The Trajtenberg Committee (Hebrew: ועדת טרכטנברג) is a commission appointed by the Israeli Prime Minister Benjamin Netanyahu on August 8, 2011 in order to examine and propose solutions to Israel's socioeconomic problems. The committee was established following the 2011 Israeli housing protests. The committee is headed by professor Manuel Trajtenberg, who is the chairman of the Higher Education Planning and Budget Committee.

On August 8, 2011 Prime Minister Netanyahu appointed a special committee headed by Professor Trajtenberg.

The committee is to operate for a month, during which it will hold discussions with representatives of the protesters, with civil society organizations, and with various sectors of the public. Afterwards, in mid-September, the committee will make its recommendations to the government's socio-economic cabinet, headed by Finance Minister Yuval Steinitz and composed of 15 ministers. After that, the government will discuss the committee's conclusions.

The committee includes 14 permanent members, 9 of whom are government or public officials and five of whom are from the academia and the private sector.

Two ministers, Michael Eitan and Limor Livnat, were appointed as observers in the committee.

The committee was ordered to investigate:

The Committee's recommendations were published in September 2011. The recommendations were perceived to be good for the "hard-working middle classes". They included a slower increase for the defence budget. They were first discussed by the Israeli Cabinet a few days later.

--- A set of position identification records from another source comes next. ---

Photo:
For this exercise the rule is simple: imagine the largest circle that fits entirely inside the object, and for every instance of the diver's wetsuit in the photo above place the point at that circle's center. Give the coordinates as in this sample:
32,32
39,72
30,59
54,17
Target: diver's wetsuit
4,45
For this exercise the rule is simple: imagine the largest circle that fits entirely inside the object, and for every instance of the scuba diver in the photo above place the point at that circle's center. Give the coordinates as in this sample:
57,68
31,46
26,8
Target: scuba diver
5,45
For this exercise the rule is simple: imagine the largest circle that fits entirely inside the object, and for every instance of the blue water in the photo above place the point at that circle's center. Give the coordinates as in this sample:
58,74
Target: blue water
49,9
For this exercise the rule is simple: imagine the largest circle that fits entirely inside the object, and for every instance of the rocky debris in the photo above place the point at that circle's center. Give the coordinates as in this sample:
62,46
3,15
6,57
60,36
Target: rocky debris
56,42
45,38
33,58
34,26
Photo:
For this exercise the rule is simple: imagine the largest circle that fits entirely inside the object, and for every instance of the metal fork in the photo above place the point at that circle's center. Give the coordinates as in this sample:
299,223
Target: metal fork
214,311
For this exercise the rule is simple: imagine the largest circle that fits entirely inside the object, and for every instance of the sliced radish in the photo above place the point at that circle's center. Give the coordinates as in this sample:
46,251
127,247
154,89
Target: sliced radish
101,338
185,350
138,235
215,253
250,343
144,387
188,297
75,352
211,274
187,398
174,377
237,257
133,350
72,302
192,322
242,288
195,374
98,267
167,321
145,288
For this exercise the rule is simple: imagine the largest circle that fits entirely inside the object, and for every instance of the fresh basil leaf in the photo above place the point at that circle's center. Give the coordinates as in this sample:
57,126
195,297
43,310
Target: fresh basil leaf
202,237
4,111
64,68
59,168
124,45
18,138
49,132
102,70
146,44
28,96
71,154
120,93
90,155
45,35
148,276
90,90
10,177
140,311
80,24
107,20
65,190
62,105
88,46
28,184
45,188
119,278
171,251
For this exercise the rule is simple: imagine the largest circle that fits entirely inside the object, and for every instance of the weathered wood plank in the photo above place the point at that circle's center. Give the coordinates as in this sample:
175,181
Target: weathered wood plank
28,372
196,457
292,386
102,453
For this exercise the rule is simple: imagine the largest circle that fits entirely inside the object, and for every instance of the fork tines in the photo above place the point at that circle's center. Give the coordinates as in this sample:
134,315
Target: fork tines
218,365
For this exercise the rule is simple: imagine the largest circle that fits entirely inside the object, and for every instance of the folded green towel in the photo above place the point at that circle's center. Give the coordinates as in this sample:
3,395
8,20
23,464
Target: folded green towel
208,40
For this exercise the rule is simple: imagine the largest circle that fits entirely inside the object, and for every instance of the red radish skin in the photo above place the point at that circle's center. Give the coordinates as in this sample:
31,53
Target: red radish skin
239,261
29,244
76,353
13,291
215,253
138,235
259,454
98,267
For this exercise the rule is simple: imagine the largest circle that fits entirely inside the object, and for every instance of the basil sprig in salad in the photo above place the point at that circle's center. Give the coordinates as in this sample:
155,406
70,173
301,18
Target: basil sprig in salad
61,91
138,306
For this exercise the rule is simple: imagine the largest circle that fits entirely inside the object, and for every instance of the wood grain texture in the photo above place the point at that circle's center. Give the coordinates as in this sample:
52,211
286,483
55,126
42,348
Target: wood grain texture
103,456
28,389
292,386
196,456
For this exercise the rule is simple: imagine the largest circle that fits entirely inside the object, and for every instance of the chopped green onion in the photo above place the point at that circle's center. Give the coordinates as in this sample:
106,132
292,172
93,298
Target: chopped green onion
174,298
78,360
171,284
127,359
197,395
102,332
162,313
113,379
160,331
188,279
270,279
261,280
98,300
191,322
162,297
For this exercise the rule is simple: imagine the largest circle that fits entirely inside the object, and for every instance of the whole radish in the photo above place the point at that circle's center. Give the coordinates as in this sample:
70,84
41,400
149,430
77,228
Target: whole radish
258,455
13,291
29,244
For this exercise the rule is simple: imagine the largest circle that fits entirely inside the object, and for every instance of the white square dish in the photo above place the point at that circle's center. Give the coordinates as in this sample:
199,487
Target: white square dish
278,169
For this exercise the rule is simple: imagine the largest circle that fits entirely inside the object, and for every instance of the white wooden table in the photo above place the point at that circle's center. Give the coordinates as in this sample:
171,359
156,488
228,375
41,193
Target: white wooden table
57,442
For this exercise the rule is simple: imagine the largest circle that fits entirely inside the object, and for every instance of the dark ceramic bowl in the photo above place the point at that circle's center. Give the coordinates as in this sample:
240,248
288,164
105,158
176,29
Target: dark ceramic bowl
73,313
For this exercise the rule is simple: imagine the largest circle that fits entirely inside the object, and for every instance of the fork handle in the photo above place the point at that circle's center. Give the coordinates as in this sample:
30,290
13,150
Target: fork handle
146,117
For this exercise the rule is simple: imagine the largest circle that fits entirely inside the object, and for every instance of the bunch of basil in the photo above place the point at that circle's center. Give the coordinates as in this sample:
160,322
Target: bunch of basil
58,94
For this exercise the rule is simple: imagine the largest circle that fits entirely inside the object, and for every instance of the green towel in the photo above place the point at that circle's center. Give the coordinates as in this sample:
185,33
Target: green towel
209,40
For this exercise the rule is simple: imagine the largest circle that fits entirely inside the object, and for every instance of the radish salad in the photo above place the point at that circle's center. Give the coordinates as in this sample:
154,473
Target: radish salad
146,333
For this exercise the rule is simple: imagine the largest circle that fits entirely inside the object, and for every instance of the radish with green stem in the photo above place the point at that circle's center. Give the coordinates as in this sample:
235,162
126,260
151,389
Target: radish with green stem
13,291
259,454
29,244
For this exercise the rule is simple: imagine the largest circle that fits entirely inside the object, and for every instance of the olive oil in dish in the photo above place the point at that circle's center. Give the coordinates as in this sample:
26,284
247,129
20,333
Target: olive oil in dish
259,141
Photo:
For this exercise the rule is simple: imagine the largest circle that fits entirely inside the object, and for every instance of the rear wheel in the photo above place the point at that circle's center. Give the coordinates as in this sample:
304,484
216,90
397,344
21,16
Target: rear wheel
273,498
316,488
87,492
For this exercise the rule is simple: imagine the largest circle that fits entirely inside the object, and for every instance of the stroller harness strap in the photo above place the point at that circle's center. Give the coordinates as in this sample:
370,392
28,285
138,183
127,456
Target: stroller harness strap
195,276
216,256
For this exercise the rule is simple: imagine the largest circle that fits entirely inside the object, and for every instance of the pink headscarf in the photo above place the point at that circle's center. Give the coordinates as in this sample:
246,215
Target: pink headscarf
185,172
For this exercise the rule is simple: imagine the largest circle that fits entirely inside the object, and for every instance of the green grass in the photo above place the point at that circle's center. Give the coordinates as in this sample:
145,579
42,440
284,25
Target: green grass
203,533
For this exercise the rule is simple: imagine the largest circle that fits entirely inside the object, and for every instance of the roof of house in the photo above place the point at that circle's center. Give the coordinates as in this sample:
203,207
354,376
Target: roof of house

Netanyahu initially promised to push the Committee's recommendations through the cabinet in one piece, but there were differences inside the governing coalition and a different approach of gradual implementation was eventually adopted.

In December 2011 the Knesset approved a series of amendments to Israel's tax law. These included an increase in the capital gains tax rate from 20% to 25%.

As part of measures to solve the country's housing shortage, the Trajtenberg recommendations included a plan to sell land at a discount to build 5,000 units of affordable housing. The homes would be sold through the existing Mehir Lemishtaken program to people deemed eligible for affordable housing at a discount to market prices. The Trajtenberg committee had recommended mandating that in the case of families, both parents be working. The Shas party objected to this, since it would make Haredi families less likely to qualify. Housing minister Ariel Atias (Shas) proposed criteria that would favour Haredi applicants; this was opposed by Prof. Trajtenberg himself, who said that Atias' criteria had nothing to do with social justice. A housing plan approved by the cabinet in March 2012 included sanctions against developers that delay construction, higher municipal taxes on unoccupied homes and measures to increase the housing supply in Arab communities.